We still have New Year's Day (and New Year's Eve).

It's another holiday after a seemingly endless series of holidays. It's there because someone long ago (Tom Brady? Maybe) decided that the new year on the man-made calendar would start seven days after Christmas.

The decisionmaker didn't account for holiday fatigue, nor for the fact that they added another day off when the weather is bad.

Can't we agree that the cavalcade of holidays (particularly the Thanksgiving-Hanukkah-Christmas-Kwanzaa-New Year's Day series) is at least one holiday too many?

My proposal is simple. It doesn't fix every calendar problem (such as the weird variation in how long "a month" is), but it fixes the biggest problem (having Christmas and New Year's Day seven days apart).

Doesn't it make more sense to start the year when spring starts (at least in the Northern Hemisphere. We could start it when fall starts in the Southern Hemisphere)?

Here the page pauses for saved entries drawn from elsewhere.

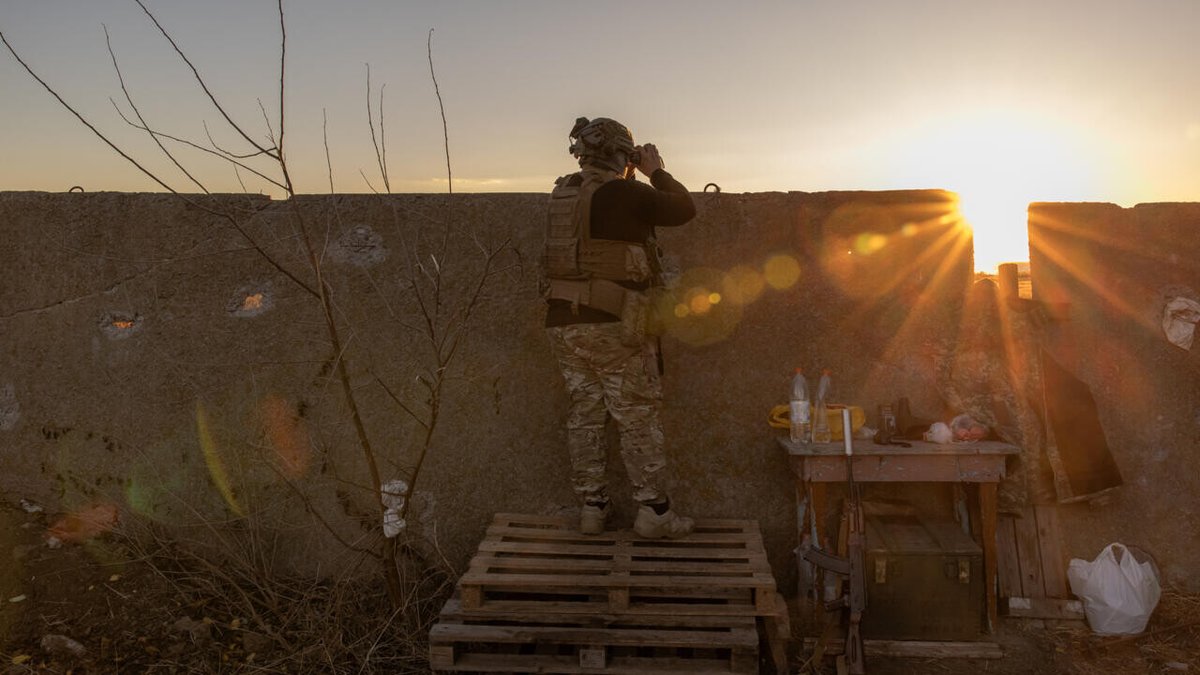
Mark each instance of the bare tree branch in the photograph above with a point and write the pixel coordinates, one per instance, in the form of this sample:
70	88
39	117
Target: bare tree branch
120	78
201	148
82	119
445	130
381	153
204	85
279	145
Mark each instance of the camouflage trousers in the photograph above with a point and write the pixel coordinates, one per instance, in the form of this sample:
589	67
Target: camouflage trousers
607	376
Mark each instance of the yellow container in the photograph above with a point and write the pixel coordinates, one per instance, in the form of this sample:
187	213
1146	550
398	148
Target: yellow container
833	414
780	414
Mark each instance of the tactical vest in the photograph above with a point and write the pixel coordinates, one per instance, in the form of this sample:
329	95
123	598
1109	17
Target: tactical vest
585	270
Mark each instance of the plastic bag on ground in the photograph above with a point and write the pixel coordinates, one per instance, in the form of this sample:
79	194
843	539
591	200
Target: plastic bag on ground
1119	595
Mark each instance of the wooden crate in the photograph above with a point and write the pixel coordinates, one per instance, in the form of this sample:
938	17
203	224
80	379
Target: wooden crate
543	563
579	643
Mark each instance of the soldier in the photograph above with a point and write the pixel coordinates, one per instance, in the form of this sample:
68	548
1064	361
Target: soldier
600	263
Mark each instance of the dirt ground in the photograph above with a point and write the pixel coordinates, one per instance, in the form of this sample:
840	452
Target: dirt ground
96	608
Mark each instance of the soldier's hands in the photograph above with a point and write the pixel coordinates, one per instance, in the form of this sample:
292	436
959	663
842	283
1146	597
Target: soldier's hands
649	159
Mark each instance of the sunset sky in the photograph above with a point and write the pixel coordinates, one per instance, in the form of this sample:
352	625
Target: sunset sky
1002	102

Here is the Stanhope Change in Every Nation's Calendar Events (SCIENCE) plan: New Year's Day becomes the first day of spring (March 19, 20 or 21, depending on the year).

You don't like this? Are you disputing SCIENCE?

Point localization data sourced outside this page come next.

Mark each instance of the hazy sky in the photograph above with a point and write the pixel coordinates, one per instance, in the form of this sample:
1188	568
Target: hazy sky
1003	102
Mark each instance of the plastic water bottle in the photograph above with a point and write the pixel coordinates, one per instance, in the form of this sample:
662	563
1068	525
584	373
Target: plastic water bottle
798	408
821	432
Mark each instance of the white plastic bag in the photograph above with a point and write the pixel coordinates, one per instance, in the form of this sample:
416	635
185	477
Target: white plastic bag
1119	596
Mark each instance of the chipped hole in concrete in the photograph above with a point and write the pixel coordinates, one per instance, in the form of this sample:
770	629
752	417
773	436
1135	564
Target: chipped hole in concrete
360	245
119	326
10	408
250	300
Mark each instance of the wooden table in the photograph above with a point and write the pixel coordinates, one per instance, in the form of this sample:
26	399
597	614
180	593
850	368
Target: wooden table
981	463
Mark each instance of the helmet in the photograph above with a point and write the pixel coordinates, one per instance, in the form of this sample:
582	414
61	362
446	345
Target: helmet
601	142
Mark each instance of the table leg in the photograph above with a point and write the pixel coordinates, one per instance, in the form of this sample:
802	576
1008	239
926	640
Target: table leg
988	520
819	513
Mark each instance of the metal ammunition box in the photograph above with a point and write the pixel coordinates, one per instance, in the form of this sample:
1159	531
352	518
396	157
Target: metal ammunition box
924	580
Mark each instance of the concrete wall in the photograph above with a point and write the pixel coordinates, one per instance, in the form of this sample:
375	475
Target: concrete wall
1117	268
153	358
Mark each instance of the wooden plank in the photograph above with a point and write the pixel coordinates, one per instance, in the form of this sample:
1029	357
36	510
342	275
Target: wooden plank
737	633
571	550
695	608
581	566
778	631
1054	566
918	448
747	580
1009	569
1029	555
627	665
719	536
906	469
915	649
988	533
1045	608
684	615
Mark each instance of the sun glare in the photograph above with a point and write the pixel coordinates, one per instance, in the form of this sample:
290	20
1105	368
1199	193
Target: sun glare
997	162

Imagine a world where we follow SCIENCE: New Year's Day comes at the start of spring (for 85% of the world's population), when it should. Things are growing. It's getting warmer. It's a time of renewal.

We don't need a needless middle-of-winter holiday (I realize Dec. 31 is only the 11th day of winter, but that's another column: How our seasons are wrong). Instead, we get a day off when it's starting to get warmer and nicer–or at worst, warmer, nicer days are coming.

The only potential downside is that the SCIENCE New Year's Day can fall near Easter and Passover, but according to my calculations, Easter falls within a week of March 19-21 only twice in the next 20 years. So not really a problem.

This change makes things better for us, since it spreads out holidays. It presumably makes things better for businesses, which have a shorter time to account for being understaffed in December. It's better for everyone.

The change requires only one group to modify how it works: Calendar makers would presumably make 13-month calendars that would include March twice (since the year begins March 19-21).

Would they be sad? No, it changes nothing.

This week, as you get ready to commemorate the New Year, think about how this would be in March.

It would be the same celebration, just a bigger deal. And it would be welcomed as a more special holiday.

You don't agree? Fine. You're arguing with SCIENCE.